After squinting at the ancient television in my parents' bedroom and realizing I couldn't determine either the race or gender of anybody on the screen, I took my father out to buy a new one last weekend (that's us in the photo). He was following me to take a closer look at an LCD flat-screen model when I heard a shout and a crash.
Turning, I caught sight of something I'd hoped never to see in my life: my almost-eighty-year-old father face down on the floor. Thankfully, it wasn't a heart attack or stroke; he'd tripped over an empty stand jutting out into the passageway, and broken the impact of his own fall with an arm. But he was bleeding, he was sore, and he was scared.
I sat on the floor, helped him turn over, and cradled his head in my lap. People were gathering, and my self-reliant father wanted to stand up. He's a big man, though, and I couldn't get him to his feet on my own.
That's when I heard a man in the store calling to his son: "Joe! Come and help!"

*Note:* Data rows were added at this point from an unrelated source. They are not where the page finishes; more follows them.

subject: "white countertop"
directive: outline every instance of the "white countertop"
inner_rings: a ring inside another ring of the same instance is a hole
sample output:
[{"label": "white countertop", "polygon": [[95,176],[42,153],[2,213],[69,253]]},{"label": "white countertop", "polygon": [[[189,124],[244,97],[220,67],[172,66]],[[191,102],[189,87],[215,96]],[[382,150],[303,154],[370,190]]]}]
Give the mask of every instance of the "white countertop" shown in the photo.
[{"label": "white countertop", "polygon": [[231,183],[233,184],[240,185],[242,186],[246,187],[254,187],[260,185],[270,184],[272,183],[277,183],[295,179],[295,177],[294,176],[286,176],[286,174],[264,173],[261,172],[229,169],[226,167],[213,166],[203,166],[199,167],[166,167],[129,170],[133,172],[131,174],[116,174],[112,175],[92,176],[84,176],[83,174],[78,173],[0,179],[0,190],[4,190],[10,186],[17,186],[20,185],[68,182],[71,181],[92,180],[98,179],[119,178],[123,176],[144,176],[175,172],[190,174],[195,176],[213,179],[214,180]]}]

Immediately, the teenager turned away from the XBox he was admiring and raced to obey. Together, the three of us hoisted my father up. As the boy's father ran for a cup of water and I pulled over a chair, I heard the boy murmuring to my father: "It's okay, lean on me, I've got you, I'm right here."
Later, once my father was safely home, I found myself giving thanks for the oft-maligned "9/11/Tsumani/Katrina" generation. Growing up in the shadow of disasters can generate the kind of compassion I saw last weekend, when a teenager had the presence of mind not just to give physical help but to provide the encouragement an older man desperately needed.